The efforts taken by the Save Sharda Committee Kashmir (regd) for the cause of protection, upkeep and opening the Sharda temple for pilgrimage are laudable. The response of the civil society from PoK too has been very encouraging. The Committee has put forward the request at the centre as well as state level including the Chief Minister of Jammu and Kashmir seeking amendment to LoC Permit. An interesting aspect of the LoC permit is that it is issued only to Jammu and Kashmir residents who want to visit their relatives living across the LoC for valid reasons (such as attending weddings ceremonies). It is annoying and frustrating that Domicile of Jammu and Kashmir cannot visit their own historical places of worship that exist on their land.

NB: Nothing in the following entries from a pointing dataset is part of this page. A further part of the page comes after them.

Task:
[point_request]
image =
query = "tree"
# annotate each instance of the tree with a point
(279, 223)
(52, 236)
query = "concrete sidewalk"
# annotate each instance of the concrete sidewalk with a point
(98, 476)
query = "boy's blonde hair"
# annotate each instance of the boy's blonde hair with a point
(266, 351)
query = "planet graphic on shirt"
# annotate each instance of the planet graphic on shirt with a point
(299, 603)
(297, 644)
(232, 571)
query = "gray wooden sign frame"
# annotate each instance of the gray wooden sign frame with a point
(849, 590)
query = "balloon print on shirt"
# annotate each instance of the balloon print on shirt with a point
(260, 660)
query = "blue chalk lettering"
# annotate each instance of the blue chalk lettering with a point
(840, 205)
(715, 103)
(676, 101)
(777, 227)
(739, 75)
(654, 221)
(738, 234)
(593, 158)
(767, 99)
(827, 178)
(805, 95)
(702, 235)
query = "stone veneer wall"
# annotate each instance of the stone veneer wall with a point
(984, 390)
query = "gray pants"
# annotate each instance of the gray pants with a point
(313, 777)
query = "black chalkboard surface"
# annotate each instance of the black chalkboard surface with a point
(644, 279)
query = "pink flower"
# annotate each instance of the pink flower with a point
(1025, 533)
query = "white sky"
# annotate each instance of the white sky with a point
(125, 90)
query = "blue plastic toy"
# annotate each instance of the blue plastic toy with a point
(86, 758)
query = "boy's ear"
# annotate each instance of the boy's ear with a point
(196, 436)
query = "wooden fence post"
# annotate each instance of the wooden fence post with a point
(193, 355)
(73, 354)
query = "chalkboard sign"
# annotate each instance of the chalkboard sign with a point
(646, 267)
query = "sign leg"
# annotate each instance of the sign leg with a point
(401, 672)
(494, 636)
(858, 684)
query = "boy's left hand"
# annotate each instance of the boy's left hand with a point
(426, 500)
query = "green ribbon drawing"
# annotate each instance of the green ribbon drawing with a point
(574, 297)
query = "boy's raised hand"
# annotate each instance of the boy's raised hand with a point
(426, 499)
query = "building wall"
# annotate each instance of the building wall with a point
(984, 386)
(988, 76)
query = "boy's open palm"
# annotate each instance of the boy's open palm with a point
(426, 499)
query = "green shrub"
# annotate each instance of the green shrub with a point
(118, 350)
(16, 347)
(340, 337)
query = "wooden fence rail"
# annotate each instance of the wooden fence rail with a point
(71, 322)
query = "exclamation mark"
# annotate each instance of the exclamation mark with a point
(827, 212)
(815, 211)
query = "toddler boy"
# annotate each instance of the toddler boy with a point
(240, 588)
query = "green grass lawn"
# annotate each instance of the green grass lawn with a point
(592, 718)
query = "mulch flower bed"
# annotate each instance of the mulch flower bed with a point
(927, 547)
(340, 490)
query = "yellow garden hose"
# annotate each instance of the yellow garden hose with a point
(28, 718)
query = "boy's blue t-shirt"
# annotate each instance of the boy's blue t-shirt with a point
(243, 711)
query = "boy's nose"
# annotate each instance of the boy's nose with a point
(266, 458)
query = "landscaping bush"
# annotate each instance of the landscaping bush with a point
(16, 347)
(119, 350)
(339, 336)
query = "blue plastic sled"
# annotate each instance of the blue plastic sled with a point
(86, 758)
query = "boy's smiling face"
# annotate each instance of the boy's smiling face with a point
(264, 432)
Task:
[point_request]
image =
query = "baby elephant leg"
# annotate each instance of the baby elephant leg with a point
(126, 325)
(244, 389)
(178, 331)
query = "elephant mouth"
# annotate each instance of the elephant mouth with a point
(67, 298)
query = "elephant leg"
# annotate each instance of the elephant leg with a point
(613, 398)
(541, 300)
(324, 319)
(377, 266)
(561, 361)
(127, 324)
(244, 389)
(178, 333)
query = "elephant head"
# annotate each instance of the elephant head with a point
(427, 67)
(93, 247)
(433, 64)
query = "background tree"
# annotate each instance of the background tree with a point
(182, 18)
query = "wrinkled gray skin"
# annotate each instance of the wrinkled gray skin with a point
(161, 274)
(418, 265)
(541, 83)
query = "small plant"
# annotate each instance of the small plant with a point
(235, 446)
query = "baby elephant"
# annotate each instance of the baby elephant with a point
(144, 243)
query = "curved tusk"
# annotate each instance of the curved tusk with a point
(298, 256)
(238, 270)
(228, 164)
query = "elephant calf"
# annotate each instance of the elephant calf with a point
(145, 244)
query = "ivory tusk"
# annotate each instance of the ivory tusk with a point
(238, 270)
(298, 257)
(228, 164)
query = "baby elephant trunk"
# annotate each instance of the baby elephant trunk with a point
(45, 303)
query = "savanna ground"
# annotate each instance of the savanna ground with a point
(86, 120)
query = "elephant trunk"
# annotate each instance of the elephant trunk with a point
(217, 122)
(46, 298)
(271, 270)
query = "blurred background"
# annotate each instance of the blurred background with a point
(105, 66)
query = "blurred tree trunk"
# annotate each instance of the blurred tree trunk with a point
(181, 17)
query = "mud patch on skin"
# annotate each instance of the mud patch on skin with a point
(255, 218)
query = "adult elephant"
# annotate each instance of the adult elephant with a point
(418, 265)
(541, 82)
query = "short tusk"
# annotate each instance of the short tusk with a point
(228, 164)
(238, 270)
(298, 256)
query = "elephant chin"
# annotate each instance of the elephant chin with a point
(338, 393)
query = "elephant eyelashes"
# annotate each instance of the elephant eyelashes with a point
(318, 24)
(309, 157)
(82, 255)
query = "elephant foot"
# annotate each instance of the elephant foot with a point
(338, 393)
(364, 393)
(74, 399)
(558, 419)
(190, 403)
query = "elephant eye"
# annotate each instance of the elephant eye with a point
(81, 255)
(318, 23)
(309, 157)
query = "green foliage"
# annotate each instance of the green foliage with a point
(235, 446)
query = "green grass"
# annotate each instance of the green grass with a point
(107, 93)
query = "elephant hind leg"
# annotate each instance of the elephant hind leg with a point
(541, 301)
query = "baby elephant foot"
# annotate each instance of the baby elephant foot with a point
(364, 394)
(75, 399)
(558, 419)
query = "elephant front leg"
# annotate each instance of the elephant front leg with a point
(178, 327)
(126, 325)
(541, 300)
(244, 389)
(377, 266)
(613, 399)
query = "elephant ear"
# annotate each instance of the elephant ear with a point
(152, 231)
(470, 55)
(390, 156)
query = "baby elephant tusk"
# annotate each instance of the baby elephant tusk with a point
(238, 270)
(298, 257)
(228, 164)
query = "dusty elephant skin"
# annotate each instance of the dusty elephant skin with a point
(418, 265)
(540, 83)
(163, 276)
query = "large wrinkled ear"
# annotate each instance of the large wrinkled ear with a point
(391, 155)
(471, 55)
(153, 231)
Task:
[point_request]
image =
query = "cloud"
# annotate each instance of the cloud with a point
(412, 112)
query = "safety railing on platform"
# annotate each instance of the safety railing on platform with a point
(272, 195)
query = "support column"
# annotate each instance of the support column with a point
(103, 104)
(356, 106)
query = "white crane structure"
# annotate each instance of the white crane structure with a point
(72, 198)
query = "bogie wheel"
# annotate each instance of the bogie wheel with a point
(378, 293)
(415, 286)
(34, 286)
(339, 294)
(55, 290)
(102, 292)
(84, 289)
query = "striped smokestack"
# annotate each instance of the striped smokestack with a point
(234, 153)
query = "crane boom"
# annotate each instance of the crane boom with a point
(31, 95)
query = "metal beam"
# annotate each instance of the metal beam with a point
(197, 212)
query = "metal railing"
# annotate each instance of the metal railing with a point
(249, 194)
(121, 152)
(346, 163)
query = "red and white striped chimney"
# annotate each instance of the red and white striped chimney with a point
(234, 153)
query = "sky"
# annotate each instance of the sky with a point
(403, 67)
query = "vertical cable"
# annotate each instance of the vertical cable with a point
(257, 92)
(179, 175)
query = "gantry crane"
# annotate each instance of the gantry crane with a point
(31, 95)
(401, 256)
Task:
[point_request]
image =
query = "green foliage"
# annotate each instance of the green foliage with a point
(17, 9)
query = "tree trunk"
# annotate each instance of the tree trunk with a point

The scenario around the world is fast changing and a military conflict is not the solution to resolve disputes. Confidence building measures like people to people contact, religious and heritage tourism, building interfaith bridges are the only solution to live in peace and harmony. Once we are ready to understand that, whatever our differences we are human in the first place, only then we will be able to work on a collective response that puts humanity first. There is a need to think of ways and means that would not set geographical barriers but would be open to all based on a shared vision and common values. The power of local initiatives could throw up alternatives. I hope that the Government of Jammu and Kashmir has taken note of the concerns and request of the Save Sharda Committee and initiated the process to enable pilgrimage to Sharda in the month of August as a first step. The people of all faiths of Jammu and Kashmir need to support this noble cause. It is the people of Jammu and Kashmir who can make it happen.